On Sat, 19 Sep 2009 23:35:36 -0700
Andrew Morton <[email protected]> wrote:

> (added cc's from the MAINTAINERS file)
>
> On Fri, 18 Sep 2009 15:41:45 +0200 Grozdan <[email protected]> wrote:
>
> > Hi,
> >
> > I have a Marvell onboard NIC (88E8053) and I've been noticing for a
> > while now a bit weird behavior with the sky2 driver. This mostly
> > occurs with newer kernels (2.6.30, 2.6.31) and my older distro kernel
> > (2.6.27.21) does not seem to have the same problem. Basically, the
> > sky2 driver will randomly and unpredictably spew rx length error
> > messages and reboot itself. I also noticed in dmesg that this mostly
> > occurs after "martian destination" messages. After this message, sky2
> > starts spewing messages as shown below and then reboots itself. It is
> > not really a big problem for me, but since I'm virtually always logged
> > in in IRC, the client always loses connection, waits for a few minutes
> > to get a response from the server and then relogs me again. I do not
> > think it's a HW problem as the Marvell NIC otherwise works perfectly
> > and I've checked my cable modem too which operates without a problem.
> > Any ideas?
> >
> > PS: please cc me as I'm not subscribed to the mailing list
> >
> > sky2 driver version 1.23
> > sky2 0000:05:00.0: PCI INT A -> GSI 36 (level, low) -> IRQ 36
> > sky2 0000:05:00.0: setting latency timer to 64
> > sky2 0000:05:00.0: PCI: Disallowing DAC for device
> > sky2 0000:05:00.0: Yukon-2 EC chip revision 2
> > sky2 0000:05:00.0: irq 53 for MSI/MSI-X
> > sky2 0000:05:00.0: No interrupt generated using MSI, switching to INTx mode.
> > sky2 eth0: addr 00:11:d8:a1:5b:0e
> > sky2 eth0: enabling interface
> > sky2 eth0: Link is up at 100 Mbps, full duplex, flow control rx
> > .....
> > .....
> > martian destination 0.0.0.0 from 172.23.204.1, dev eth0
> > sky2 eth0: rx length error: status 0x4420100 length 598
> > sky2 eth0: rx length error: status 0x5ea0100 length 598

This error status occurs if the length reported by the PHY does not
match the len reported by the DMA engine. The error status is:
0x4420100 = length 1090 + broadcast packet...

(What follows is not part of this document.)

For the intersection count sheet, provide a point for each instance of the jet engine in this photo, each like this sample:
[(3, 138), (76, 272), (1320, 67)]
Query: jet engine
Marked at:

No idea what is on your network, but perhaps there is some MTU confusion?
Since martian destination seems related, knowing more about that packet
might help.

2009-09-20 18:16:03

by Grozdan

[permalink] [raw]
Subject: Re: sky2 rx length errors

2009/9/20 Stephen Hemminger <[email protected]>:

>
> This error status occurs if the length reported by the PHY does not
> match the len reported by the DMA engine. ?The error status is:
> ? 0x4420100 = length 1090 + broadcast packet...
>
> No idea what is on your network, but perhaps there is some MTU confusion?
> Since martian destination seems related, knowing more about that packet
> might help.
>

Hi,

Thanks for the reply. There's nothing on my home network here. It is
just a direct connection from my PC to my cable modem and there's
nothing in between. I've googled a bit and it seems others also
encounter this problem. I've read a few posts on the Ubuntu bugzilla
where people change the MTU from 1500 to 1492 and this fixes the
problem. However, even with this, some report that the problem is
still there. I did the same and it didn't change anything for me. So I
disabled my onboard NIC and added a 3Com one which has been working
perfectly so far and I think I'll just keep using it instead of the
Marvell one.

2009-09-20 18:34:58

by Willy Tarreau

[permalink] [raw]
Subject: Re: sky2 rx length errors

Hi guys,

On Sun, Sep 20, 2009 at 08:16:02PM +0200, Grozdan wrote:
> 2009/9/20 Stephen Hemminger <[email protected]>:
>
> >
> > This error status occurs if the length reported by the PHY does not
> > match the len reported by the DMA engine. ?The error status is:
> > ? 0x4420100 = length 1090 + broadcast packet...
> >
> > No idea what is on your network, but perhaps there is some MTU confusion?
> > Since martian destination seems related, knowing more about that packet
> > might help.
> >
>
> Hi,
>
> Thanks for the reply. There's nothing on my home network here. It is
> just a direct connection from my PC to my cable modem and there's
> nothing in between. I've googled a bit and it seems others also
> encounter this problem.

I've encountered similar issues on early 8053 chips too. Those were
soldered on motherboard of network servers bought about 4 years ago.
No matter what trick I could try, change drivers, enable/disable flow
control, change negociation speed, etc... the PHY would occasionally
and randomly get mad and start shifting received frames by a few bytes,
thus causing loss of network connectivity. The logs would also display
martians, depending on the bytes in the frame which appeared in the
IP header once shifted.

Sometimes it would automatically get back after a chip reset, sometimes
not. It seemed that disabling flow control helped a bit, but it was not
fantastic. It would randomly hang every 1-30 days, which made the issue
rather hard to debug.

I don't precisely remember the rev. of the chip, but I remember that
it was pretty old and that more recent machines had a much larger
number that never exhibited the issue. Also, my desktop right here
runs off a 88E8056 (~= two 8053s) and has never failed yet.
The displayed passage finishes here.